I have a question just to make sure, that I understand the memory architecture right. If threads in a warp read from the same position in the global memory, the read operations have to be serialized, and the latency is something like NUM_OF_THREADS * GLOBAL_MEM_LATENCY. In other words, the read fetch for thread k has to wait, until the read fetch for thread k-1 is completed. So there is now way how to broadcast the data from global memory to threads as it works in the shared memory. Is that correct?

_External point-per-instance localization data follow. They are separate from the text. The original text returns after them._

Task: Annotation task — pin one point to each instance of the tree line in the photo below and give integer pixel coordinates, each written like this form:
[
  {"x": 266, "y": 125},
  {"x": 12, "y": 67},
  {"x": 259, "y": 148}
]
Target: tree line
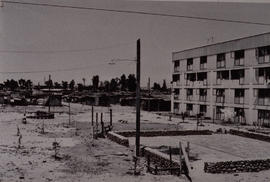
[{"x": 124, "y": 83}]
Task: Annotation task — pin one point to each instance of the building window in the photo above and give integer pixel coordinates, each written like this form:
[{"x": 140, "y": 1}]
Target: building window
[
  {"x": 264, "y": 118},
  {"x": 203, "y": 95},
  {"x": 219, "y": 112},
  {"x": 220, "y": 95},
  {"x": 239, "y": 58},
  {"x": 239, "y": 116},
  {"x": 203, "y": 109},
  {"x": 190, "y": 78},
  {"x": 176, "y": 107},
  {"x": 221, "y": 60},
  {"x": 203, "y": 62},
  {"x": 239, "y": 95},
  {"x": 189, "y": 109},
  {"x": 262, "y": 54},
  {"x": 189, "y": 94},
  {"x": 190, "y": 64},
  {"x": 222, "y": 75},
  {"x": 202, "y": 77},
  {"x": 176, "y": 93},
  {"x": 238, "y": 75},
  {"x": 176, "y": 66}
]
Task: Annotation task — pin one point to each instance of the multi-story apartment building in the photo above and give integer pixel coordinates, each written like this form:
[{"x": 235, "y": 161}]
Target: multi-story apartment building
[{"x": 228, "y": 77}]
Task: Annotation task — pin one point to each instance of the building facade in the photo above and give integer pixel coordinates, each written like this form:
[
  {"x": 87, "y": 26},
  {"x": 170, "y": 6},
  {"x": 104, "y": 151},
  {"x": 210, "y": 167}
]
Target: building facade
[{"x": 228, "y": 80}]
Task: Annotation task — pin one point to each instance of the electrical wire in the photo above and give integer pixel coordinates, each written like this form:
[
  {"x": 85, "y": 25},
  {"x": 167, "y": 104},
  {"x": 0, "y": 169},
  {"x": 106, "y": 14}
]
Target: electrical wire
[{"x": 137, "y": 12}]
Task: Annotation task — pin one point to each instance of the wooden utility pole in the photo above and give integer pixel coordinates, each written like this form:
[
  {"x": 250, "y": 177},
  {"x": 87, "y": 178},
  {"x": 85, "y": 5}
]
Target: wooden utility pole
[
  {"x": 49, "y": 108},
  {"x": 69, "y": 119},
  {"x": 138, "y": 104}
]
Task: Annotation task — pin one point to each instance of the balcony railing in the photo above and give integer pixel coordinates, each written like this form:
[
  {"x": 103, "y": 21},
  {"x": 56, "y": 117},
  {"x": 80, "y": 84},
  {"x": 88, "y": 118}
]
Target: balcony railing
[
  {"x": 239, "y": 100},
  {"x": 262, "y": 101},
  {"x": 176, "y": 97},
  {"x": 202, "y": 98},
  {"x": 177, "y": 69},
  {"x": 220, "y": 99},
  {"x": 239, "y": 62},
  {"x": 203, "y": 66},
  {"x": 263, "y": 59},
  {"x": 190, "y": 97}
]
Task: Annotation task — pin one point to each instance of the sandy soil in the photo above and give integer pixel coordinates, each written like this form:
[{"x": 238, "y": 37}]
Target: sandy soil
[{"x": 84, "y": 159}]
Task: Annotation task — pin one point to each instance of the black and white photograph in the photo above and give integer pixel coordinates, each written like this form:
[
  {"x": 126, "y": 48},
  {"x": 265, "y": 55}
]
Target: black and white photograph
[{"x": 134, "y": 90}]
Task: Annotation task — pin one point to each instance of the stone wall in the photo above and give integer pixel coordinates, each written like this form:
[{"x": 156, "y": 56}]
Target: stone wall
[
  {"x": 165, "y": 133},
  {"x": 237, "y": 166},
  {"x": 118, "y": 138},
  {"x": 247, "y": 134}
]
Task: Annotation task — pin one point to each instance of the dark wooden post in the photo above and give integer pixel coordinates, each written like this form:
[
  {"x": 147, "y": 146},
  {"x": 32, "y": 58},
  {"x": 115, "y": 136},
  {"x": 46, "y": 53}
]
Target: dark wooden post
[
  {"x": 110, "y": 117},
  {"x": 102, "y": 124},
  {"x": 148, "y": 163},
  {"x": 97, "y": 121},
  {"x": 155, "y": 169},
  {"x": 170, "y": 151},
  {"x": 92, "y": 115}
]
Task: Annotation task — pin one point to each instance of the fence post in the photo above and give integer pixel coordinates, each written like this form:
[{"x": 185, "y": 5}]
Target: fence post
[
  {"x": 148, "y": 163},
  {"x": 180, "y": 159},
  {"x": 97, "y": 121},
  {"x": 188, "y": 148},
  {"x": 92, "y": 115},
  {"x": 102, "y": 124},
  {"x": 110, "y": 117},
  {"x": 170, "y": 151}
]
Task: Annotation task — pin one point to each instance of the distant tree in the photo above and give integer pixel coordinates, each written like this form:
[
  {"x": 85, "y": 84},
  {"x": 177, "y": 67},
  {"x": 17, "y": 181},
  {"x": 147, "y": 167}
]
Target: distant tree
[
  {"x": 80, "y": 87},
  {"x": 95, "y": 81},
  {"x": 131, "y": 83},
  {"x": 156, "y": 87},
  {"x": 113, "y": 85},
  {"x": 164, "y": 86},
  {"x": 65, "y": 85},
  {"x": 123, "y": 82},
  {"x": 72, "y": 84}
]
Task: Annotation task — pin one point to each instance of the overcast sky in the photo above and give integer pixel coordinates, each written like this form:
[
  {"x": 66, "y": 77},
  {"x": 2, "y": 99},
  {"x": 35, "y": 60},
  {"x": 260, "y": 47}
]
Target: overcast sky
[{"x": 110, "y": 35}]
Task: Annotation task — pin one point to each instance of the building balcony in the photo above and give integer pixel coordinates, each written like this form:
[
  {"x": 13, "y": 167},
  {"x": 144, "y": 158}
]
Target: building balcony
[
  {"x": 239, "y": 100},
  {"x": 263, "y": 59},
  {"x": 262, "y": 101},
  {"x": 203, "y": 66},
  {"x": 176, "y": 69},
  {"x": 220, "y": 99},
  {"x": 203, "y": 98},
  {"x": 239, "y": 62},
  {"x": 176, "y": 97},
  {"x": 176, "y": 83},
  {"x": 190, "y": 98}
]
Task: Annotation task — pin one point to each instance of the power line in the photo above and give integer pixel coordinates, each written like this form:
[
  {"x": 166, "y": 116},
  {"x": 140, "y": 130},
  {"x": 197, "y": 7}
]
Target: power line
[
  {"x": 137, "y": 12},
  {"x": 62, "y": 51}
]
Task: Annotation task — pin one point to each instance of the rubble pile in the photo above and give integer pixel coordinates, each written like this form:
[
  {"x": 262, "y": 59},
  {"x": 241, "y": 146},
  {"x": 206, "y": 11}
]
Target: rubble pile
[{"x": 237, "y": 166}]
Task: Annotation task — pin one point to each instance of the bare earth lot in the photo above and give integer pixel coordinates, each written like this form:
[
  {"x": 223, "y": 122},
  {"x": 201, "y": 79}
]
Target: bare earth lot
[{"x": 102, "y": 160}]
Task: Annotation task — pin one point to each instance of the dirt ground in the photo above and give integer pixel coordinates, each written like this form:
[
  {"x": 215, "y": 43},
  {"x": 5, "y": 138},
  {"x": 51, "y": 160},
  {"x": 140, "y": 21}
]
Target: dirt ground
[
  {"x": 85, "y": 159},
  {"x": 81, "y": 157}
]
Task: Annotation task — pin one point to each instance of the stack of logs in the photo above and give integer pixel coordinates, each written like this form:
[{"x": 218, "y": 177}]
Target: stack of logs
[{"x": 237, "y": 166}]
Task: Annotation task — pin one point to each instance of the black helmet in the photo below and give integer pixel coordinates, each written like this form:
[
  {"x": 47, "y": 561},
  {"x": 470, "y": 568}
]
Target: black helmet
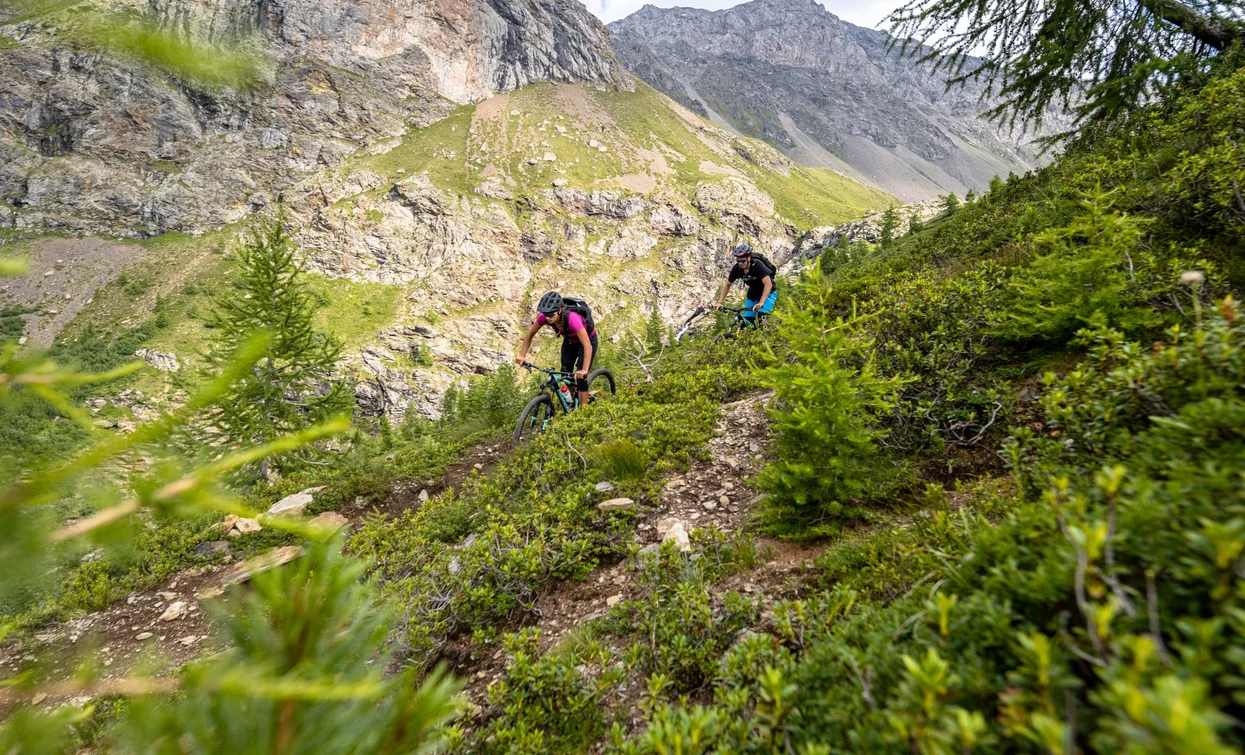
[{"x": 549, "y": 303}]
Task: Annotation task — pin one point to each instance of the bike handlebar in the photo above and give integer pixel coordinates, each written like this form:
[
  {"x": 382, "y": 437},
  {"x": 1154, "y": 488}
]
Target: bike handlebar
[{"x": 530, "y": 366}]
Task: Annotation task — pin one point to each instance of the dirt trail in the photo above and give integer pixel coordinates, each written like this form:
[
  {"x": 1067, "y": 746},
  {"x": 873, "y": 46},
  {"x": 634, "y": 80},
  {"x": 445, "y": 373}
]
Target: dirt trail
[{"x": 121, "y": 636}]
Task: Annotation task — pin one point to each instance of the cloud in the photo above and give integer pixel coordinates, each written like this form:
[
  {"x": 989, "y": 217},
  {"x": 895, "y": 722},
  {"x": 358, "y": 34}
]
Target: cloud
[{"x": 862, "y": 13}]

And if yeas, than I suggest I need to implement a cache in the shared memory. (I tried to used the texture memory, which has a cache, but the performance was somehow worse than in the case of using global memory without cache, for details check: http://forums.nvidia.com/index.php?showtopic=59803). My task is to traverse a tree (which does not fit into the shared memory). My assumption is that all the threads will traverse the same sequence of interior nodes most of the time, so they will access exactly the same memory locations.

So if I use the shared memory as a cache, I might be able to take advantage of the shared memory and its broadcast mechanism. Do you thing it is a good way?

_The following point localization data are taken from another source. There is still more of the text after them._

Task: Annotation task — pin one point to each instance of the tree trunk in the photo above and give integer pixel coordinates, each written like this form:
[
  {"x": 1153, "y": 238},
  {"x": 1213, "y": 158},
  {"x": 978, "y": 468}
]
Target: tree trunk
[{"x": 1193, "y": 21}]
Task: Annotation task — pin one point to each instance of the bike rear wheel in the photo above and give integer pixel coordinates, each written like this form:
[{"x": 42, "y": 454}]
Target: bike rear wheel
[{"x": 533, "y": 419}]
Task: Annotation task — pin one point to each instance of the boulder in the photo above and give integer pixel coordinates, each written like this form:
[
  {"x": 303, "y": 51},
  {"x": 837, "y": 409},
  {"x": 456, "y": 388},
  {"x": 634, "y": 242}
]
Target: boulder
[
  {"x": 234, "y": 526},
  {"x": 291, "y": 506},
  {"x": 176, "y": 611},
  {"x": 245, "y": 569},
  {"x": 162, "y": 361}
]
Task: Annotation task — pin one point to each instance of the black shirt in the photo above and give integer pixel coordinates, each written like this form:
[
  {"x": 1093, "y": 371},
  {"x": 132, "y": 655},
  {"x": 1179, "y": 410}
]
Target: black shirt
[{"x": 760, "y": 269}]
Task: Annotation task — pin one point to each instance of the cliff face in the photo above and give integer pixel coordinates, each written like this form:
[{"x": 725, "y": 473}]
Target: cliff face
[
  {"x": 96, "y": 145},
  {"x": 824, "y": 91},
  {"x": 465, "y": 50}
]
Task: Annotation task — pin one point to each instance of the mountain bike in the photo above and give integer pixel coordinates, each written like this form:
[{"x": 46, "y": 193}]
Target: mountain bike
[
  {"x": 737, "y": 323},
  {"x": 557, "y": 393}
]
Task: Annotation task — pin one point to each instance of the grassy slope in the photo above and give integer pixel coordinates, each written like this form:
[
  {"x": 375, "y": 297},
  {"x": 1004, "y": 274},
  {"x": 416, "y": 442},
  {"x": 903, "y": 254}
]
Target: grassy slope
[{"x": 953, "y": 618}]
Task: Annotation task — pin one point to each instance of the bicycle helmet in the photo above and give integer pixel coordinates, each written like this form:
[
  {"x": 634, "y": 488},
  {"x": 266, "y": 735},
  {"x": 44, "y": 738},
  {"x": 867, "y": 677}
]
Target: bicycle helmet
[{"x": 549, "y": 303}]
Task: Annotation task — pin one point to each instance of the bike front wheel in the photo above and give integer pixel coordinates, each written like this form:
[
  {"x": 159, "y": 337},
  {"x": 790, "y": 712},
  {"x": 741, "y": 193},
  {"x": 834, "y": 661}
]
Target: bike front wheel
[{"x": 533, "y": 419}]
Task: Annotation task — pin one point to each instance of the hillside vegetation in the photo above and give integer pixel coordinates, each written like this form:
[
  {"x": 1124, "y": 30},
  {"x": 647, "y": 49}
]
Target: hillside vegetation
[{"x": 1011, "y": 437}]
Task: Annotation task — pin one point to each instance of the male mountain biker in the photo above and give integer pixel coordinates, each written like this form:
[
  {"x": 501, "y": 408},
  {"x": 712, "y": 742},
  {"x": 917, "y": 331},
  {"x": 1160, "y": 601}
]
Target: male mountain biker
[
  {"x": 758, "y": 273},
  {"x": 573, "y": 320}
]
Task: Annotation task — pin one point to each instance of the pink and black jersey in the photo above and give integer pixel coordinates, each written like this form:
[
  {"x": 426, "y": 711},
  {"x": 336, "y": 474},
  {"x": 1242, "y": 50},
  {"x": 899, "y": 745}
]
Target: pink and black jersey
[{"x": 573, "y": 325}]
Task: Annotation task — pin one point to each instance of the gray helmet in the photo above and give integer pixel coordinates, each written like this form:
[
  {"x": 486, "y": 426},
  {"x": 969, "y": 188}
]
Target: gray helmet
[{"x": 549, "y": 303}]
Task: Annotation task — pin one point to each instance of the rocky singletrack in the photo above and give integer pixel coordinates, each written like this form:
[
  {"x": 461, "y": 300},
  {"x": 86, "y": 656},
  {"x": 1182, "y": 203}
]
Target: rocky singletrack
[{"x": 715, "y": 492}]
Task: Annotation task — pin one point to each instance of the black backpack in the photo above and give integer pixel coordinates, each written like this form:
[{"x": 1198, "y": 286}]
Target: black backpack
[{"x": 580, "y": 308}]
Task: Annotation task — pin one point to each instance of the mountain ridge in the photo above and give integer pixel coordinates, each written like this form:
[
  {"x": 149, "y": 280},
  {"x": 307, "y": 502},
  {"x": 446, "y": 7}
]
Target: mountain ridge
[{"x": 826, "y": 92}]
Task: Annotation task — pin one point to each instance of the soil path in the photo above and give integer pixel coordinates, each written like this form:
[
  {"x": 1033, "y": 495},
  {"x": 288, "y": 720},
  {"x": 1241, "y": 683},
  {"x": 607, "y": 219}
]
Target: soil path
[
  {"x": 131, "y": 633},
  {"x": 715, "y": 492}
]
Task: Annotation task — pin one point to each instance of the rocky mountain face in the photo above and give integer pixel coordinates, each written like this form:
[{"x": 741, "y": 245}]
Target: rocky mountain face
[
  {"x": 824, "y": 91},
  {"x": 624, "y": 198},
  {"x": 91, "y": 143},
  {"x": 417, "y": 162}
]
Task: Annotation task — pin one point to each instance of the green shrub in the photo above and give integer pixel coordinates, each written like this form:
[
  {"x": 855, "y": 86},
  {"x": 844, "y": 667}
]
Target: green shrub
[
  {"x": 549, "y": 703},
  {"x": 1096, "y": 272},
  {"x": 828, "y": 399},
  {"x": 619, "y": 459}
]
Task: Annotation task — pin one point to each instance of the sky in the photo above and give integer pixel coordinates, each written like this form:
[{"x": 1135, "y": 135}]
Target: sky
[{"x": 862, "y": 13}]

And one more question… If my understanding of the global memory reads is correct (latency = NUM_OF_THREADS * GLOBAL_MEM_LATENCY, where the threads access the same location), would it be better to somehow figure out, if all the threads in the warp access the same location and read the value just by the first thread?

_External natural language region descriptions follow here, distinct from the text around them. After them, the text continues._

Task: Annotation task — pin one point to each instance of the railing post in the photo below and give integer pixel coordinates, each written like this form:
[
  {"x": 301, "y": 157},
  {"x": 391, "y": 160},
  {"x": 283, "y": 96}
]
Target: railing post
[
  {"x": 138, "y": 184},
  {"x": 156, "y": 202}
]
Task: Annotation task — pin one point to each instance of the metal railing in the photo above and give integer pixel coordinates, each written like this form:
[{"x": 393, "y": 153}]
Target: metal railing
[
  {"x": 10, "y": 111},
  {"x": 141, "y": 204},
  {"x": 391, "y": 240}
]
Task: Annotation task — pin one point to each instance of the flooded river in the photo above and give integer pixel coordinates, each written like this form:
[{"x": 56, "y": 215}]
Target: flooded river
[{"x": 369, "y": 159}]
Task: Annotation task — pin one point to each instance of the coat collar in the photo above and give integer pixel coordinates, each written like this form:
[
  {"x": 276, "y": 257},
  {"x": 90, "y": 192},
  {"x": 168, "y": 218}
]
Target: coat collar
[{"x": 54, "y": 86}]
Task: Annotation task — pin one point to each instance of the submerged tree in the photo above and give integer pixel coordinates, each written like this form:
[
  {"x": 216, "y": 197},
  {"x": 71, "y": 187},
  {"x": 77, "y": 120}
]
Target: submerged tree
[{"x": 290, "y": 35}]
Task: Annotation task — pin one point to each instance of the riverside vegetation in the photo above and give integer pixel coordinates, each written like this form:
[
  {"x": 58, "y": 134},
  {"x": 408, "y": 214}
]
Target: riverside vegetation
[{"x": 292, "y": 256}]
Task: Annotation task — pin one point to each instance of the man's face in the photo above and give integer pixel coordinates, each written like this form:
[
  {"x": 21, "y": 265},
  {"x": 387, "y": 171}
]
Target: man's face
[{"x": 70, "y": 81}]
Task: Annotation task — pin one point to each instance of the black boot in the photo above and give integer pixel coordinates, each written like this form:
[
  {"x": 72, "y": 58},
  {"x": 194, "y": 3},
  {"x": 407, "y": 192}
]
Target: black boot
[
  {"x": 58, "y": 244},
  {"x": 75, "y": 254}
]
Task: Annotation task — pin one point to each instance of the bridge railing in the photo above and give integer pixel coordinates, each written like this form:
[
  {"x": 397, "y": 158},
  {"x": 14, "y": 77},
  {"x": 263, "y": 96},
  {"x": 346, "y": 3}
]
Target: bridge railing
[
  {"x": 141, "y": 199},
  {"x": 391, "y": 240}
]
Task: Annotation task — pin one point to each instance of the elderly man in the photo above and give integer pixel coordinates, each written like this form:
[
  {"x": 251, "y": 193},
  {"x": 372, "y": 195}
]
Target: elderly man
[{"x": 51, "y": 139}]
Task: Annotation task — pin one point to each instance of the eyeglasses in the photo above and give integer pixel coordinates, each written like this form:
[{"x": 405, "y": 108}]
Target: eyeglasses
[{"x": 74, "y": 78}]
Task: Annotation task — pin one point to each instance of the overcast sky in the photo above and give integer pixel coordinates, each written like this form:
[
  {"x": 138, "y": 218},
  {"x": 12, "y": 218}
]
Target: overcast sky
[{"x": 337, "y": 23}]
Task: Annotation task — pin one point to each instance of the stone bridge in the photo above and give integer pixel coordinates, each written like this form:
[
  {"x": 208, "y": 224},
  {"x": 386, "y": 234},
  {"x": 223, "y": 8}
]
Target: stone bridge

I think the global memory is the main bottleneck for my application so I need to solve this issue.

Please, correct me or post any advices or any relevant experience with global memory access.

Thanks
–jan

The shared memory broadcast could help: but keep in mind that you will need __syncthreads() which will impose block wide synchronization and limit the amount of warp interleaving that can be accomplished.

Don’t worry about the latency. What matters more is that multiple threads reading the same value like that aren’t reading it coalesced which is what hurts your performance.

I realize that with the tree data structure it will take a little work, but the only way to know what kind of performance you are getting is to count the total number of bytes read/written and divide by the time to get an effective GiB/s memory performance. 70 GiB/s is achievable under optimal coalescing/cached conditions.